> The article argues that the graphs supposedly demonstrating this fact, can als...

bena · on April 15, 2022

To be fair, in the random data, you have people of all actual skill levels estimating their ability at 0.

That's going to skew the data somewhat because people don't work that way. While you will likely have some zeros, I wouldn't expect any from the skilled population and I'd expect fewer from the rest of the population.

That's going to make the "difference in estimation" line higher overall, which would make it intersect higher and more to the right.

_dain_ · on April 15, 2022

Okay well in that case the article is deficient (I skimmed it, assuming it was making the same case I already knew about[1] -- my bad). You can actually reproduce the DK graph without supposing that estimation bias depends on skill. There is an interactive visualization here[2] that does precisely that (click on the "line plot w/ centiles" tab). You can adjust the parameters to see how it behaves.

[1] https://news.ycombinator.com/item?id=31038386

[2] http://emilkirkegaard.dk/understanding_statistics/?app=Dunni...

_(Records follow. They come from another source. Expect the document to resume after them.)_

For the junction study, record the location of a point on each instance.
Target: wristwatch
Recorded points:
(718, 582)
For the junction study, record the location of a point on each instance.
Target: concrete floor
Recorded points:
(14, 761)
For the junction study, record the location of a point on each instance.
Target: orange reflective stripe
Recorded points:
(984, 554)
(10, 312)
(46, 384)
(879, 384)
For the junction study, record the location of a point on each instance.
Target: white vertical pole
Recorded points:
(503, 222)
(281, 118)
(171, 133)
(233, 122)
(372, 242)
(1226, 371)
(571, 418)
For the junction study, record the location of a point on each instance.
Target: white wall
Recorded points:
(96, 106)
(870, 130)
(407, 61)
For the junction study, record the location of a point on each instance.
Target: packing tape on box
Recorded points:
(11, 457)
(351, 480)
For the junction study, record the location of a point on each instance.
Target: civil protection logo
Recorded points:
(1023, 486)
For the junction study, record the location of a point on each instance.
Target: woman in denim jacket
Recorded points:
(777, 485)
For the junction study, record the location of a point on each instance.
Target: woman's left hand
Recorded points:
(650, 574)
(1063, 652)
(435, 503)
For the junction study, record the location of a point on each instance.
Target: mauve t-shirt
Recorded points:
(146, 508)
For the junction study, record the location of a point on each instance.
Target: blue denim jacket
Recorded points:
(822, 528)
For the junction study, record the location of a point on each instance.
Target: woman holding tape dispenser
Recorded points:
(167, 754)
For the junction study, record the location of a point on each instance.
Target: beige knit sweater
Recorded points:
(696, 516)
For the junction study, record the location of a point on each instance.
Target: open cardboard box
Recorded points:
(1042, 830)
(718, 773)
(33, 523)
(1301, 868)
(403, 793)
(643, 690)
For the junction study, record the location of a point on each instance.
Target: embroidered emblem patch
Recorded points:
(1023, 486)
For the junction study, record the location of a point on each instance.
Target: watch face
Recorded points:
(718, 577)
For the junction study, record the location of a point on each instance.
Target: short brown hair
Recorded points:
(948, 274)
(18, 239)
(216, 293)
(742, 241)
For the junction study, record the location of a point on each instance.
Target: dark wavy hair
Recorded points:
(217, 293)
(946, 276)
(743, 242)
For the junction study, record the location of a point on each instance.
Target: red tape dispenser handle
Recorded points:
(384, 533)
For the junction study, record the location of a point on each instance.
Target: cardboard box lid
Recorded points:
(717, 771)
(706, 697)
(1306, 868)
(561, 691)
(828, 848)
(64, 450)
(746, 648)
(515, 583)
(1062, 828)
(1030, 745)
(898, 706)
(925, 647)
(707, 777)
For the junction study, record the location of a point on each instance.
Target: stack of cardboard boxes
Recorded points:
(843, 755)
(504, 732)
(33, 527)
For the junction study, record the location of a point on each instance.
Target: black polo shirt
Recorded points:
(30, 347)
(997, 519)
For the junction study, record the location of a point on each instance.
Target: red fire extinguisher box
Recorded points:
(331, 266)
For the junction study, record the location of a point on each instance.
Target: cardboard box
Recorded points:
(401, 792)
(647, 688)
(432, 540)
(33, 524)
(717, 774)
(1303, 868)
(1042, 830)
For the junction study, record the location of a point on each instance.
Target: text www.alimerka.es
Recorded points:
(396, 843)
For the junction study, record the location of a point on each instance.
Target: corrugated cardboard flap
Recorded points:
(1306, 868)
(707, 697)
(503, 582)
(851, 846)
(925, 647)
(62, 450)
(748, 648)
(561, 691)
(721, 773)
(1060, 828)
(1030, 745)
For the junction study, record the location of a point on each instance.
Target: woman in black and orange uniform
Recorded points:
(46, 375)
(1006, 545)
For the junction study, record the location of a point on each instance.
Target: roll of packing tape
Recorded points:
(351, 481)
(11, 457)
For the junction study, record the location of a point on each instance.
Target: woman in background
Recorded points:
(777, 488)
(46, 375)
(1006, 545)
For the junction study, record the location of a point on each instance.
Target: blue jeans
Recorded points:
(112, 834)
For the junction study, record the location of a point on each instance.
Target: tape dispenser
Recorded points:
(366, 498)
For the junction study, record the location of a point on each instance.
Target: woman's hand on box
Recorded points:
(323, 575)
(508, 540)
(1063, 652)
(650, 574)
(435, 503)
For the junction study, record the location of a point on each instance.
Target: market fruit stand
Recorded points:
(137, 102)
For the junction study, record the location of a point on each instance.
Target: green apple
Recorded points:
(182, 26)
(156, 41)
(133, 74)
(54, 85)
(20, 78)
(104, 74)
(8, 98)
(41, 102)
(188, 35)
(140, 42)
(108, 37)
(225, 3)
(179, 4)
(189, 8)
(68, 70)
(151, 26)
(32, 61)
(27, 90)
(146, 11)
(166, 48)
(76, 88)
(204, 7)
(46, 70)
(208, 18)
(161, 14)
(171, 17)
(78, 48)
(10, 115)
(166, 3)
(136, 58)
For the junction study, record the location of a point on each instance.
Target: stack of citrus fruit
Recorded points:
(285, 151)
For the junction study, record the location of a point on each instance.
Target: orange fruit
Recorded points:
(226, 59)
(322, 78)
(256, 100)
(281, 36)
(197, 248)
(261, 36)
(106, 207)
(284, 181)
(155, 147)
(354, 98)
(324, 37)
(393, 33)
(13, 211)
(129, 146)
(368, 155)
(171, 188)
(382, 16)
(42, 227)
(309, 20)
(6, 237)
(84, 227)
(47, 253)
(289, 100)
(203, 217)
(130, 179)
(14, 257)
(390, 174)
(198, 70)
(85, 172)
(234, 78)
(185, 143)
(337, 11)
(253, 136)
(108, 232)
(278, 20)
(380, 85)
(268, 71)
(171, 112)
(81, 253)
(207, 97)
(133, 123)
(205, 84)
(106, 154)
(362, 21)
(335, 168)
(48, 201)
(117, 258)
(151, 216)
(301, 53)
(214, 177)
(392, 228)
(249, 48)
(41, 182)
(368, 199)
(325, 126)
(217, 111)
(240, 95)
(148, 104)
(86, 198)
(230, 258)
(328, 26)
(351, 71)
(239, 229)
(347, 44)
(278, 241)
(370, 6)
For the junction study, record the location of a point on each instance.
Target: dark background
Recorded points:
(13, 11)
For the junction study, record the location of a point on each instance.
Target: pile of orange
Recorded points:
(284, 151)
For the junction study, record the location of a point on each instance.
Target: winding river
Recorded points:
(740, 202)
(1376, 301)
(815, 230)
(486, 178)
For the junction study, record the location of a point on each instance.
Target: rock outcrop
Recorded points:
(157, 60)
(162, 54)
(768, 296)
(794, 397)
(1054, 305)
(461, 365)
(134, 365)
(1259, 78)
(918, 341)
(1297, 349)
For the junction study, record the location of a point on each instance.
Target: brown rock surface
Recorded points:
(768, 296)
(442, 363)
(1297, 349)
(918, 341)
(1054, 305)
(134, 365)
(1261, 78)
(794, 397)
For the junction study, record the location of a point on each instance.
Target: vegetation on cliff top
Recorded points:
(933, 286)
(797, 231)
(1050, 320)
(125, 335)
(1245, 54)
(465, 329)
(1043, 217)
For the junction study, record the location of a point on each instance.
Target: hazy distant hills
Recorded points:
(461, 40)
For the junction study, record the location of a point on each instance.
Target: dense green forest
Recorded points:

nbernard · on April 15, 2022

Thanks for the link!

I see what you mean, but is using the "general overestimation" slider actually unbiased? I don't really understand what it is supposed to represent. Looking at the code, it seems to be only an additive term that shifts the plot upwards, but that does not explain anything (actually, in the code, the variable is called "up_bias", and could correspond to an actual DK effect...).

_dain_ · on April 15, 2022

Per DK's hypothesis, the added bias would be a decreasing function of underlying skill, not a constant as it is here. I think this is the only way to define it sensibly. It's easier to see what it's doing if you look at the scatterplot, although it's kind of annoying because the axes are flipped and it keeps the view centred on the data, so the points stay still and the axes move around them. Basically it's just translating all the points uniformly along the estimated score axis.